In the first part of the dissertation, we define the biomechanical and structural properties of murine TMJ articular disc and condyle cartilage in the normal joint (wild-type, WT), and delineate the roles of type V collagen (collagen V) in 3-month-old collagen V heterozygous (Col5a1+/-) mice using atomic force microscopy (AFM)-based nanomechanical tools and electron microscopy. By evaluating 3-month-old WT mice, we reported that the condyle fibrocartilage exhibits significantly higher modulus compared to all five regions of both superior and inferior disc. We further quantified the regional specific micromoduli on both sides of the disc. This knowledge will serve as a benchmark for understanding TMJ biomechanical function and documenting disease pathogenesis in various murine models. Indeed, we reported compromised biomechanical properties and significantly thicker collagen I fibrils on the fibrocartilage layer of the Col5a1+/- condyle. Collagen V is a regulatory fibril-forming collagen, that is involved in the collagen I fibril assembly. In addition to its expected role in regulating the fibrocartilage layer, this dissertation uncovered a new role of collagen V in secondary hyaline cartilage of TMJ condyle, where we identified similar phenotype in this collagen II-dominated region. Collagen V is clinically important as its mutation causes classical Ehlers-Danlos Syndrome (cEDS), a connective tissue disorder. Thus, this study will provide further insights into higher prevalence of TMJ OA in patients suffering from cEDS.

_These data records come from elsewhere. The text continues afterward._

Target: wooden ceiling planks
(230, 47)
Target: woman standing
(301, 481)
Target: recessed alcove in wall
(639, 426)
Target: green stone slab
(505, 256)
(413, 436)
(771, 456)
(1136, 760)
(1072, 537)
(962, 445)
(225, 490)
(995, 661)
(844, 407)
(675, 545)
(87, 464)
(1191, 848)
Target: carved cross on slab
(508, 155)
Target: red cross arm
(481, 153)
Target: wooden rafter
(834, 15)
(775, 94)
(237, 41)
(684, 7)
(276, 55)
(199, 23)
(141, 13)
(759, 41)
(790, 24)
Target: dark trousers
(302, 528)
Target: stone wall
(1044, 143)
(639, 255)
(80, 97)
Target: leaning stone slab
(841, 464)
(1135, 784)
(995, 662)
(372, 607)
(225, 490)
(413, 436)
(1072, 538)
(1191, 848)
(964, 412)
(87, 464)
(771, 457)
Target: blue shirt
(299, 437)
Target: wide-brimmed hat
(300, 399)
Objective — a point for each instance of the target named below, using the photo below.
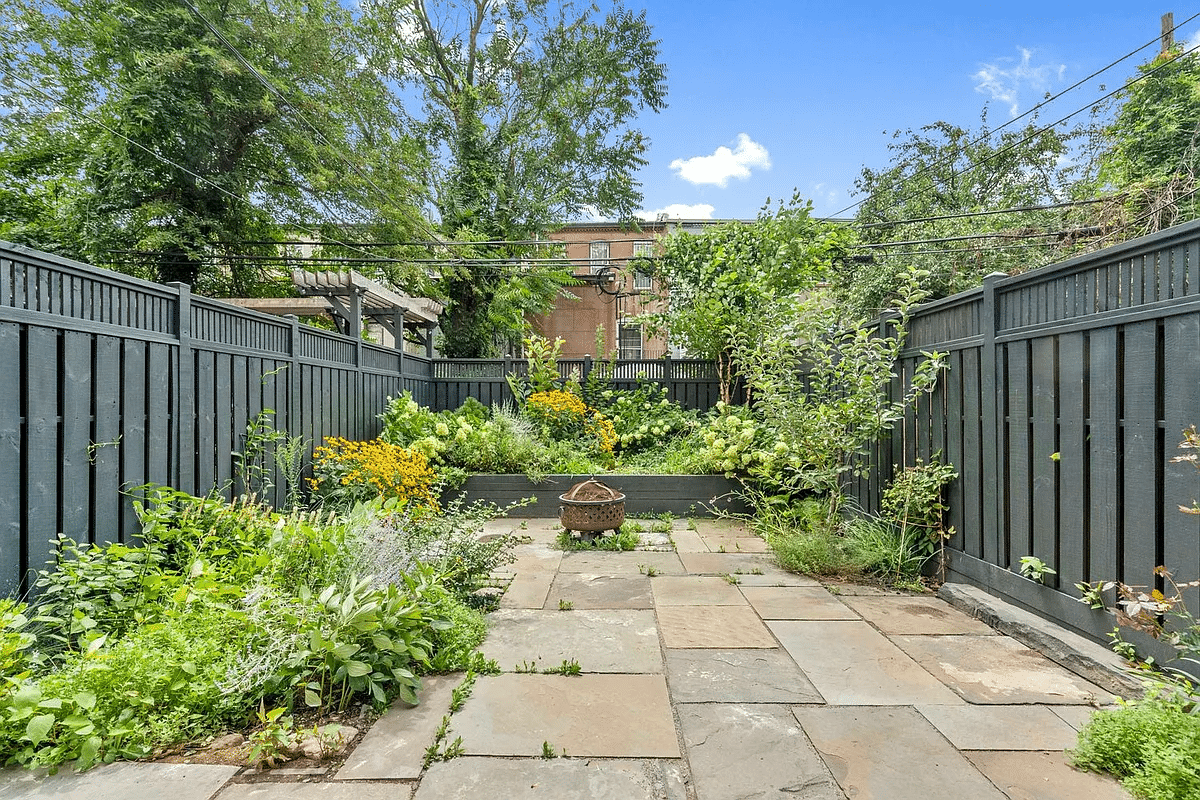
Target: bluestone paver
(1077, 716)
(394, 747)
(592, 590)
(561, 779)
(851, 663)
(330, 791)
(616, 716)
(796, 602)
(630, 563)
(688, 541)
(751, 751)
(1044, 776)
(891, 753)
(120, 781)
(1001, 727)
(708, 527)
(737, 677)
(695, 590)
(725, 563)
(916, 615)
(713, 626)
(997, 669)
(736, 543)
(618, 641)
(528, 590)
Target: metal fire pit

The second part of the dissertation investigates susceptibility of Col5a1+/- mice to TMJ OA. To demarcate the roles of collagen V in TMJ OA, we applied the unilateral anterior crossbite prosthesis (UAC) procedure to induce aberrant TMJ loading to Col5a1+/- mice. Three weeks after UAC, Col5a1+/- mice exhibited reduction in the modulus of the condyle fibrocartilage layer and an increase in aggrecan staining in the underlying hyaline cartilage, in addition to significant changes to cell arrangement in comparison to WT. These signs together led to higher Mankin OA scores, signifying increased susceptibility to condyle degradation. In the final section, we further investigate the age-specific impact of collagen V deletion in post-natal joint development using collagen V inducible knockout mice (Col5a1iKO). By deleting the collagen V expression at 1 week and 1 month of age, we revealed different developmental roles for collagen V in both articular disc and mandibular condyle. These results highlight the importance of collagen V in serving as an indispensable constituent to the structural and functional integrity of TMJ condyle ECM, and provides a basis for developing collagen V-based TMJ condyle regeneration and repair strategies to ameliorate TMJ OA.